Op 11 juli was er in 1302 iets te doen op het Groeningheveld in Kortrijk. Wij vieren die 11e juli als onze Vlaamse nationale feestdag. Wat is er dan gebeurd op die dag dat wij daar rond een feestje zouden moeten bouwen?

Wat er op 11 juli 1302 in Kortrijk juist gebeurde, moeten historici uitmaken. Een boeiende bladzijde in onze geschiedenis is het zeker en er werden bossen gerooid om de boeken die daarover werden geschreven te kunnen afdrukken op papier. De rechtstreekse invloed op ons vandaag is echter zo goed als onbestaande en onze persoonlijke band al evenzeer. 713 jaar gaan niet ongemerkt voorbij en wissen vele sporen uit, ook gulden.

Maar voor het antwoord op de vraag of 11 juli zo’n geschikte nationale feestdag is, spelen de concrete historische omstandigheden geen hoofdrol.

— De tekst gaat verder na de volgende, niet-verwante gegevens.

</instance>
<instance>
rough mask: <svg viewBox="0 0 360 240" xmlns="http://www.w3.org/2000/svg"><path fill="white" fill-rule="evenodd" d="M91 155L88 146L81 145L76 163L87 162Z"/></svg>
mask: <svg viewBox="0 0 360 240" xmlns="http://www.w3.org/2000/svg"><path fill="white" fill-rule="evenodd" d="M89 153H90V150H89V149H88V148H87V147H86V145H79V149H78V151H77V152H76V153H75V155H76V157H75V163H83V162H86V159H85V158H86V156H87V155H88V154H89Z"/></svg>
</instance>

Hendrik Conscience sprong daar bijvoorbeeld erg creatief mee om als romantische verteller van opgeleukte historische verhalen. Maar als zijn versie generatieslang vele Vlamingen heeft beïnvloed, is die Conscience-versie in feite belangrijker dan de feiten. Intussen verdween evenwel ook Conscience al enige tijd uit de top 10-lijstjes van best verkopende fictie.

Uiteraard kan 1302 met zo’n aparte politieke, sociale, economische situatie als die van vandaag geen ‘knip & plak’-diensten bewijzen. De historische details zijn één zaak, het kernverhaal echter een andere. Dat is niet eens typisch Vlaams maar erg universeel. Het is onze Vlaamse invulling van die universele waarde die ‘Vrijheid’ heet. Het ging over de Franse koning – maar het had een andere kunnen zijn. Het waren Brugse ambachtslui en Kortrijkzaanse stedelingen – maar het hadden er andere kunnen zijn. In Schotland hebben ze zo’n toestanden ook beleefd en op zoveel andere plaatsen. Over die “zo’n toestanden” gaat het dus, met deze eigen Vlaamse illustratie op 11 juli.

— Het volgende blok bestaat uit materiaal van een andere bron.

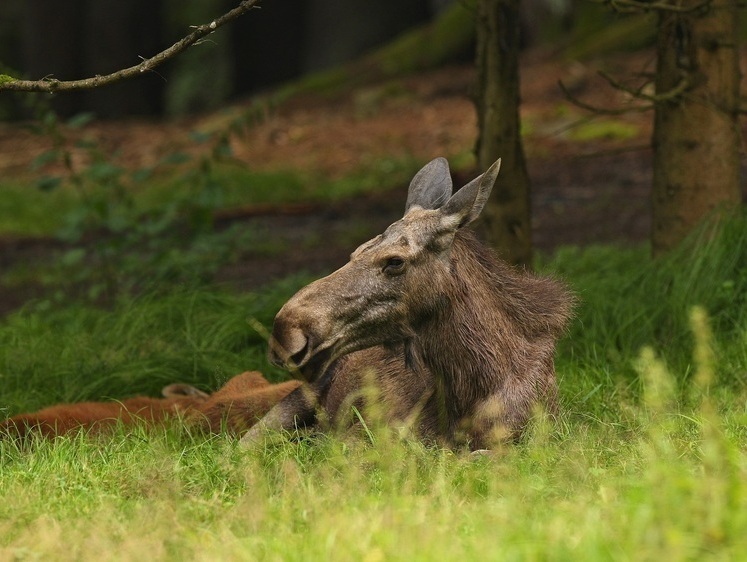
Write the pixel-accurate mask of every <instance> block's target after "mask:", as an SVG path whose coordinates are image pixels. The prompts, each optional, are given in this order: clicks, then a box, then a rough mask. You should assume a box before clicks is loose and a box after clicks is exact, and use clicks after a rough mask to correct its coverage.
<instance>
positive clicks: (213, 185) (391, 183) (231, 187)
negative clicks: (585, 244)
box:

Die Koning – net zoals zijn collega’s elders – meende als door God aangeduid het Recht te hebben Zich te ontfermen over Zijn onderdanen. Veel hoofdletters graag maar zeker niet bij onderdaan, want zo’n onderdaan hoort onderaan. En aan de andere kant stonden stedelingen, burgers – Bourgeois dus eigenlijk; met hoofdletter voor wiens sympathie daar naar uitgaat – en ambachtslui die meenden dat de macht hen toekomt.

Het was in wezen een opstand van het volk tegen de Adel, de ongekroonden tegen de kroontjesdragers. De ongekroonden eisten de rol op van soeverein, zelfbestuur dus. Die keer op 11 juli 1302 wonnen zij; niet veel later verloren ze; waarna ze weer wonnen en de daaropvolgende keer weer het onderspit dolven. Om maar te zeggen dat die strijd nooit af is, nooit gestreden.

Daarom heeft die historie ook vandaag actualiteitswaarde, hoe helemaal anders de omkadering ook mag zijn. Voor ons zijn de burgers die in Vlaanderen wonen de eigenaar van de politieke ruimte Vlaanderen. Wie komt zaniken dat het historisch net iets anders verliep op dat Groeningheveld moet een boek schrijven. We vinden nog wel een boompje. Boeiend maar voor vandaag irrelevant.

Het gaat dus om zelfbestuur tegen van boven verleende macht. Heel wat anders dan dat feest op 21 juli dat herdenkt dat een Koning Aan Het Hoofd Van Het Land Staat.

Ik weet welke dag ik verkies want wij zijn Bovendanen!